- Employee feedback is essential to creating a culture in which engagement thrives.
- Create actionable plans on how to best implement needed changes derived from feedback.
- Ensure that your team members know their time and effort is valued for continued success.
We spend a great deal of time at our jobs. It should be no surprise that working in an environment which provides a great experience is something that we all strive for. While salary and benefits are important, they're no longer the sole reason to stay at a job. People look more towards the reciprocity between management and employees or people over process when deciding to commit to a career.
Why workplace culture is important
This reciprocity begins with the exchange of consistent, authentic feedback. Effective managers strive to build a culture that prioritizes two-way communication, inspiring the free exchange of ideas and opinions. Though, in spite of the benefits, receiving criticism can be intimidating for both new and already established managers. Nevertheless, even more important is what you choose to do with the received information and insights.
A healthy workplace culture is derived from honest and robust feedback. It relies on it for direction and efficiency. Without it, teams and even companies remain stagnant and subsequently hold themselves back. A holistic work environment that considers everyone’s perspectives is better poised to retain their team members, increase employee engagement, and drive success forward.
Reinforcing a healthy work culture via feedback
But, how do you use employee feedback to inform your management style? These 6 tips will provide a foundation so you can build a thriving workplace culture and foster successful, engaged teams.

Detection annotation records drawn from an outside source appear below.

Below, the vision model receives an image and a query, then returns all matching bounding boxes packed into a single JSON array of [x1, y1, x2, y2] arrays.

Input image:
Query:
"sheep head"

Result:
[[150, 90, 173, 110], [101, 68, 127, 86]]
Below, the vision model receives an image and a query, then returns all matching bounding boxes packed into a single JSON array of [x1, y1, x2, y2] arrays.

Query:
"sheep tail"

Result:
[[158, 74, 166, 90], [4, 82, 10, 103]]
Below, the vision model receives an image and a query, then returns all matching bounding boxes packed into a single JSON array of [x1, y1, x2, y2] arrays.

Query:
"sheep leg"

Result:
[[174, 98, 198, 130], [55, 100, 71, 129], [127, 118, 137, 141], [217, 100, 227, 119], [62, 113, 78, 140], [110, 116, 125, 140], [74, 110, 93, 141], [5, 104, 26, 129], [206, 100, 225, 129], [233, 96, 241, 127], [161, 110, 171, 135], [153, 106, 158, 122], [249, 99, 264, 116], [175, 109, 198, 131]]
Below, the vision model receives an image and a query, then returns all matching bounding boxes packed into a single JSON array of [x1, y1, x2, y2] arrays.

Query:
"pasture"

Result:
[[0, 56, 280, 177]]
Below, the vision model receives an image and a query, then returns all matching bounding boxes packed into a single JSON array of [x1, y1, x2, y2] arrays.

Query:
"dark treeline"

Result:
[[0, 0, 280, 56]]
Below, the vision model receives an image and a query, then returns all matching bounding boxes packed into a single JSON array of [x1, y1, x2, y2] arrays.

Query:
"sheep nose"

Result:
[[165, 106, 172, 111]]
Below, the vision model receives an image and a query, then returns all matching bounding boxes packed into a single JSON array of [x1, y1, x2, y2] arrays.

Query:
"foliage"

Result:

1. Be receptive to constructive criticism
Without other’s analytical perspectives on procedures needing improvement, no growth or change occurs. This hinders the overall success for the team, but also thwarts the manager's own professional development. Becoming a better leader requires an open mindset, and a willingness to hear all your reports have to say, positive or negative.
When actually in the situation, it’s quite common to have a negative, knee-jerk reaction to something critical - often feeling stressed or even defensive. Remember that your team members advice is only with good intention, and try to embrace it. As it is unnerving to receive constructive feedback, it is an immutable part of the personal growth.
2. Listen to understand
Similar to being receptive to criticism, is the willingness to actually absorb the underlying message, rather than just listening to respond. This step is important regardless of the method of feedback, but particularly so when during a 1-on-1 or an in-person meeting.
Active listening is essential to building trust. Ask clarifying questions if something is vague, or needs further explanation. This guarantees not only that you were intently listening and are seeking greater understanding, but that when it comes time to devise an action plan - it’s implemented correctly.
3. Triage your feedback
Particularly if you’re receiving the bulk of your feedback from weekly surveys, triaging concerns becomes an important part of managing. Regularly scheduled feedback can determine which issues are worth addressing, how pressing they are, and the timeframe and resources needed to accomplish a workable solution.
As is it’s intention, gathering employee feedback can highlight complicated issues. These problems may be miniscule or even large in nature, that you may not be able to address. Do whatever is in your power, and start by focusing on small, priority changes. This shows your team that you’re working on solutions - even if there are other issues unable to be resolved currently.
4. Provide a clear action plan
On its own, gathering employee feedback is very worthwhile, but it’s the action taken based on the suggestions of your team that makes all the difference for staff engagement. Once all evaluations are collected, creating an actionable plan to implement the suggested changes is of the utmost importance.
If problems arise that you are unable to handle, ensure you report needed changes to higher management. This shows to both your superiors and your team member’s that you take the initiative to create a better work environment even when you don’t have direct means to do so yourself.
5. Communicate the results
After the time and energy that team members give to provide authentic feedback, there needs to be recognition of the outcomes. Management’s transparency and acknowledgement of necessary improvements inspires trust and loyalty in team members. Afterall, it is this dedication of a good team which drives business forward.
As employees notice change being brought about from their feedback, they’re more likely to participate genuinely again. This affirms employees, makes them feel heard, and reassures them that the feedback they give is not an unneeded burden - but valuable.
6. Thank everyone for their involvement
Employees already have busy schedules. So when they take the time out of their day to provide you their opinions and thoughts, expressing your appreciation for them is an invaluable gesture for positive relationships. Team members need to know that managers genuinely care about their experience, and will do their best to bring it to realization.
Embracing feedback from your employees and implementing desired changes is just one way to increase employee engagement. With the affirmation that their voices are heard, team members feel increasingly connected to their work, increasing their performance and overall success.